One of the reasons that Compass is consistently rich in themes and well researched, is that the program can draw on the huge knowledge base of the ABC’s Religion and Ethics Unit, whose staff have many years of experience as broadcasters and as students of theology and philosophy. This is the secret of the range and depth of the themes tackled by Compass.

Teacher’s notes

provided by The Le@rning FederationEducation Services Australia

This clip shows important Buddhist sites at Bodh Gaya in Eastern India, the place where the Buddha attained enlightenment. The narrator, Dr Rachel Kohn, and Peter Harvey, an expert on Buddhism from the University of Sunderland in the UK, describe some of the Buddha’s teachings and relate events in his life and in the history of Buddhism. The sites shown include the revered Bodhi tree, descended from the one beneath which the Buddha received enlightenment, a stone representation of the Buddha’s footprints and the Mahabodhi temple.
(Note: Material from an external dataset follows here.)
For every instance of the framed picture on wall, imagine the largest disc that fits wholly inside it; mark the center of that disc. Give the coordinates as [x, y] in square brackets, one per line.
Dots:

The clip concludes with Buddhist pilgrims moving around the base of a 1,000-year-old large, gilded statue of the Buddha in the temple.

Educational value points

  • The Bodhi or 'enlightenment tree’ is venerated as a symbol of the Buddha’s presence and as the tree beneath which he attained enlightenment and insight after years of searching and a long period of meditation. This sacred fig tree (Ficus religiosia) is claimed by devotees to be a direct descendant of the original tree.
  • Siddhartha Gautama is said to have meditated under the Bodhi tree and to have achieved enlightenment, or a perfect understanding about the nature of suffering, after which he became known as the Buddha. 'Suffering’ in this context refers to 'dukkha’, which is usually translated as suffering although it is a much broader term encompassing thoughts and feelings such as dissatisfaction and impermanence. 'Dukkha’ is a central concept in Buddhism and is the subject of the Four Noble Truths, which may be summarised as: life means suffering, the origin of suffering is attachment, cessation of suffering is possible, and there is a path to the end of suffering.
  • In the clip Peter Harvey provides a political perspective on the Buddha’s teachings. Harvey claims that since the Buddha’s teaching about suffering is universal it was liberating to people in all the social classes that comprised the caste system in Indian society, applying equally to teachers, scholars, priests, princes, merchants, farmers and outcasts; it also applied to women as well as men. The Indian Constitution, adopted in 1950, formally outlawed discrimination based on caste; however, in contemporary Indian society the lower classes, sometimes referred to as 'untouchables’, still experience discrimination.
  • The Mahabodhi Temple Complex is one of the most revered and sanctified places in the world and the grandest Buddhist temple from the early period still standing in India. The first temple was built by Emperor Asoka in the 3rd century BCE and the present 50 m high temple, which was built on top of the first temple, dates from the 5th or 6th century CE. UNESCO granted the temple complex World Heritage status in 2002.
  • The clip traces something of the history of physical representations of the Buddha at Bodh Gaya, beginning with the earliest representation, the Buddha’s footprints in stone. Although Buddhist scholars are divided over whether the Buddha actually prohibited images of himself being made, they agree that early Buddhist art usually used motifs associated with his life or symbols such as the empty throne, the umbrella, the Bodhi tree and the Wheel of Law. Some scholars see the footprints, or Buddhapada, at Mahabodhi as the exception to the rule. Buddhapada are usually associated with the Wheel of Law and at Mahabodhi the stone footprints are enclosed in a circle.
  • Later Buddhist art contains numerous representations of the Buddha and all the statues shown in the clip depict the Buddha in 'mudra’ or positions associated with enlightenment. At least one statue shows the Buddha with all five fingers of the right hand extended to touch the ground and the left held flat in his lap in the position of meditation. This position signals that the Buddha is about to reach enlightenment under the Bodhi tree. Other statues show both hands clasped in the lap, indicating the role of meditation in achieving enlightenment.